If all we wanted was to quickly get results, we could use:
pool(model1)
## Warning: package 'bindrcpp' was built under R version 3.4.4
## Class: mipo m = 5
## estimate ubar b t dfcom
## (Intercept) 0.10545121 0.0005113326 1.051253e-05 0.0005239477 4070
## migrant -0.49669300 0.0015361450 9.012010e-05 0.0016442891 4070
## female -0.07881996 0.0009325186 1.169079e-05 0.0009465476 4070
## df riv lambda fmi
## (Intercept) 2520.0994 0.02467089 0.02407689 0.02485048
## migrant 743.7519 0.07039968 0.06576953 0.06827164
## female 3284.7635 0.01504415 0.01482117 0.01542047
However, the results don’t account for clustering nor do we get p values. To get these, we use the mitools
package which needs the data to be an imputation list. The datlist
object is analyzed instead of the original mids
.
#create imputation list for analyses
datlist <- miceadds::mids2datlist(dat2)
model2 <- with(datlist, lm(scale(math) ~ migrant +
female, weights = studwgt)) #same model but using datlist
The coefficients (betas) and standard errors can be extracted per regression run. The resulting summary shows the pooled or combined results (with p values). The vcovCL
function in the sandwich
package is used to get the cluster robust standard errors. The cluster variable is specified using the first dataset in the datlist (which is the same per dataset since everything is now a complete dataset).
library(sandwich)
betas <- lapply(model2, coef)
vars <- lapply(model2, FUN = function(x){vcovCL(x, cluster = datlist[[1]]$idschool)}) #vcovCL is in the sandwich package
# conduct statistical inference
summary(pool_mi(betas, vars))
## Multiple imputation results:
## Call: pool_mi(qhat = betas, u = vars)
## results se t p (lower
## (Intercept) 0.10545121 0.05824299 1.810539 7.021331e-02 -0.00870345
## migrant -0.49669300 0.05777990 -8.596293 1.183904e-17 -0.60997550
## female -0.07881996 0.04291278 -1.836748 6.625148e-02 -0.16292896
## upper) missInfo
## (Intercept) 0.219605875 0.4 %
## migrant -0.383410488 3.3 %
## female 0.005289041 0.8 %
We can save the output and then be done with that if that is all we were interested in. However, often, we will want to compare multiple models side by side. We could do that by copying and pasting results. But then, a function can help out with that together with texreg
.
Basically, after the initial multiply imputed regression is run, the extract.df
function below is run. Specify the imputed model run and the clustering variable. Afterwards, a texreg object is created which can be used to display the output.

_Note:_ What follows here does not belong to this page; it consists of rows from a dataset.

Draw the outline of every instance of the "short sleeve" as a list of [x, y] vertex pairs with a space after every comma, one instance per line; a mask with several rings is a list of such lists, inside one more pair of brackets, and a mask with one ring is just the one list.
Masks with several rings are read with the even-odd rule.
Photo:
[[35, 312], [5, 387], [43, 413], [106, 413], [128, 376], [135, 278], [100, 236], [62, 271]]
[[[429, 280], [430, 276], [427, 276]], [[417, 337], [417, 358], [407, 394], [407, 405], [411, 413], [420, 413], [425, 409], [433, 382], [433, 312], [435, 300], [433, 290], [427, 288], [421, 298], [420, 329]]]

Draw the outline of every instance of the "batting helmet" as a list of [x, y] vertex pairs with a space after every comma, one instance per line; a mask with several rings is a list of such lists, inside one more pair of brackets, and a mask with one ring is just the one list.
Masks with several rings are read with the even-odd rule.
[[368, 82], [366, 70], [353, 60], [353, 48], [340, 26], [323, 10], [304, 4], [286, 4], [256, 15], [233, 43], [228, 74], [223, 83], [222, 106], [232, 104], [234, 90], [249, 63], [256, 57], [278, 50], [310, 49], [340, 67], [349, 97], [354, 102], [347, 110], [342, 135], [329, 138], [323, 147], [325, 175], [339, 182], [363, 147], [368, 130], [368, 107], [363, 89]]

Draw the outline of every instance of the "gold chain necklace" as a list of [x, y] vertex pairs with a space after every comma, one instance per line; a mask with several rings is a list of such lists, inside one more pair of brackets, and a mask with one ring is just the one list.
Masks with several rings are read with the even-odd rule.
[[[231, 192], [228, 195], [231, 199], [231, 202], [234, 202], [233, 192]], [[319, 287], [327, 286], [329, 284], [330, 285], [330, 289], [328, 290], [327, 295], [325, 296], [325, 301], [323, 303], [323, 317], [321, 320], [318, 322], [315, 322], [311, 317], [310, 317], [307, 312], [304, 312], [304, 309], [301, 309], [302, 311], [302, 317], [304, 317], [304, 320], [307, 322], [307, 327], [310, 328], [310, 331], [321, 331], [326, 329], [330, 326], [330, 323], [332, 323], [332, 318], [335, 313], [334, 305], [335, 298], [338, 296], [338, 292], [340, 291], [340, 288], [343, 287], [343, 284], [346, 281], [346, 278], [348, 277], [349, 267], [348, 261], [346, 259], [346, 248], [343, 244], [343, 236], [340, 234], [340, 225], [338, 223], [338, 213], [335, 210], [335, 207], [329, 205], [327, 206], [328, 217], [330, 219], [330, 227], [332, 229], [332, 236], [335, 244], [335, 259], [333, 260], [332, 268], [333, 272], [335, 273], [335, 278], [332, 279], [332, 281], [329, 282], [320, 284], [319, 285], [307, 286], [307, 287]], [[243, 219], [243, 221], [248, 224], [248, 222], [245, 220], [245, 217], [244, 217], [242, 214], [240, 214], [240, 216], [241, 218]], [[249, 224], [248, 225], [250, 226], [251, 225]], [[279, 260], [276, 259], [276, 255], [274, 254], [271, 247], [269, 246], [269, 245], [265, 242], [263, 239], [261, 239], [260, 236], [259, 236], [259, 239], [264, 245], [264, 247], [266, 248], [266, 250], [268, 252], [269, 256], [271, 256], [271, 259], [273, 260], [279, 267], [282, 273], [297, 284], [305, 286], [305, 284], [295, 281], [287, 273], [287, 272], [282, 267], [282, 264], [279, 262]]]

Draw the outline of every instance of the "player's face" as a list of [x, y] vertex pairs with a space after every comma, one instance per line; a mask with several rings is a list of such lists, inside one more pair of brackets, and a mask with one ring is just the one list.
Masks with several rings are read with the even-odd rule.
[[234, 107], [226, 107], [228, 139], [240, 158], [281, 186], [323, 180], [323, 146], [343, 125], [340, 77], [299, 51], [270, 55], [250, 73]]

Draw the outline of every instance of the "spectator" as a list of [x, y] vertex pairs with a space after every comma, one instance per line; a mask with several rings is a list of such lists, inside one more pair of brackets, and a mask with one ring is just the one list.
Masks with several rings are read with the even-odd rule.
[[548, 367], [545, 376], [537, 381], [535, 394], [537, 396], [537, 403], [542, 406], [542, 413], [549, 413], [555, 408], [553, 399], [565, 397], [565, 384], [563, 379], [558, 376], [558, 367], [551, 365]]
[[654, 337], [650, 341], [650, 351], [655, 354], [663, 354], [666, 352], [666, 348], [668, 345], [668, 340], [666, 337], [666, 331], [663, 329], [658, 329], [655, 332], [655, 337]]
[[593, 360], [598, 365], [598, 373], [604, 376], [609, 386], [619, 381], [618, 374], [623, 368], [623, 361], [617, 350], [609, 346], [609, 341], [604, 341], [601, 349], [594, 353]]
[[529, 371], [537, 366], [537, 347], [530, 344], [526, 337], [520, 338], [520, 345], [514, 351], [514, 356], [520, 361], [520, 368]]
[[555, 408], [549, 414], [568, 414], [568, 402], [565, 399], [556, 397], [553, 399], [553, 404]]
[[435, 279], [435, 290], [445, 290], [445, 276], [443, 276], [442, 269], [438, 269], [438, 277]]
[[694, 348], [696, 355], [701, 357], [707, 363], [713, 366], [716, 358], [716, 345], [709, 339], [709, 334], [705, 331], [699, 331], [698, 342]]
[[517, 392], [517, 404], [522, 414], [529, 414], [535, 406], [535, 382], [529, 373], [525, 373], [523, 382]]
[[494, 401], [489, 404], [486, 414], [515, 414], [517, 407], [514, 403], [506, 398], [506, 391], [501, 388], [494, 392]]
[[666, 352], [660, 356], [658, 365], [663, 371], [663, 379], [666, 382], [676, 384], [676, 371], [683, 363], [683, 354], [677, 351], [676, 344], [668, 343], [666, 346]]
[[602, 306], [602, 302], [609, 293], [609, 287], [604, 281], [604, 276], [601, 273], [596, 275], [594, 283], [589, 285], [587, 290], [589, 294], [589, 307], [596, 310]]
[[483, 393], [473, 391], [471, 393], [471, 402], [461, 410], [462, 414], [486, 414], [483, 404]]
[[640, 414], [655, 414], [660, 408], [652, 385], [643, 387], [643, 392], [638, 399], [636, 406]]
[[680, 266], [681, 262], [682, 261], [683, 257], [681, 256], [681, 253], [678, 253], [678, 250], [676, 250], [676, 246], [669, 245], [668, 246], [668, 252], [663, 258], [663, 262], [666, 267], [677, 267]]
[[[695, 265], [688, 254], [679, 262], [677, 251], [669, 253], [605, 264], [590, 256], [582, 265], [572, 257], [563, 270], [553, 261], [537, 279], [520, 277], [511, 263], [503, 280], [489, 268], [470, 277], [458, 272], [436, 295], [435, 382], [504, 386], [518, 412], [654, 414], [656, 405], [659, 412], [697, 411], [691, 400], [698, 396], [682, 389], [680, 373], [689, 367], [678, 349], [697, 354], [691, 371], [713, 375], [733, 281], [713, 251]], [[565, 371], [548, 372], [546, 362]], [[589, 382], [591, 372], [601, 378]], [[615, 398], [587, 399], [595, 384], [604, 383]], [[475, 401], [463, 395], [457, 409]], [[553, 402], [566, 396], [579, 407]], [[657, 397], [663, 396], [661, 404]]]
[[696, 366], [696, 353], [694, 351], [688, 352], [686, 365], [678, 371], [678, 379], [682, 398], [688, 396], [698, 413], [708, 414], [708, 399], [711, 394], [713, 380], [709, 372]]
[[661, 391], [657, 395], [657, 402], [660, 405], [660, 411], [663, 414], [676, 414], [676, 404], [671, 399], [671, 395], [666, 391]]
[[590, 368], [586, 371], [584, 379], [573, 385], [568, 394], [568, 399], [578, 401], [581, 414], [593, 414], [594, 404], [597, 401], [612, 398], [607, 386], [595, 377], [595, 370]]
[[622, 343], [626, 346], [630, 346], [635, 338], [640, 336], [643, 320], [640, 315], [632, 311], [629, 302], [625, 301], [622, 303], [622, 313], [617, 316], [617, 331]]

extract.df <- function(tt, cl = NULL) {
require(sandwich)
require(mitools)
require(texreg)
m2 <- length(tt) #number of imputations
betas <- lapply(tt, coef)
vars <- lapply(tt, FUN = function(x){ vcovCL(x, cluster = cl)})
# conduct statistical inference and save results into a data.frame
model1 <- summary(pool_mi(betas, vars))
R2 <- mean(sapply(1:m2, function(x) summary(tt[[x]])$r.squared))
#technically, should use R to Z-- but close for now when R is low
ns <- nobs(tt[[1]])
#creates what is used by texreg
tr <- createTexreg(
coef.names = row.names(model1),
coef = model1$results,
se = model1$se,
pvalues = model1$p,
gof.names = c("R2", "Nobs"),
gof = c(R2, ns),
gof.decimal = c(T,F)
)
}
out1 <- extract.df(model2, cl = datlist[[1]]$idschool)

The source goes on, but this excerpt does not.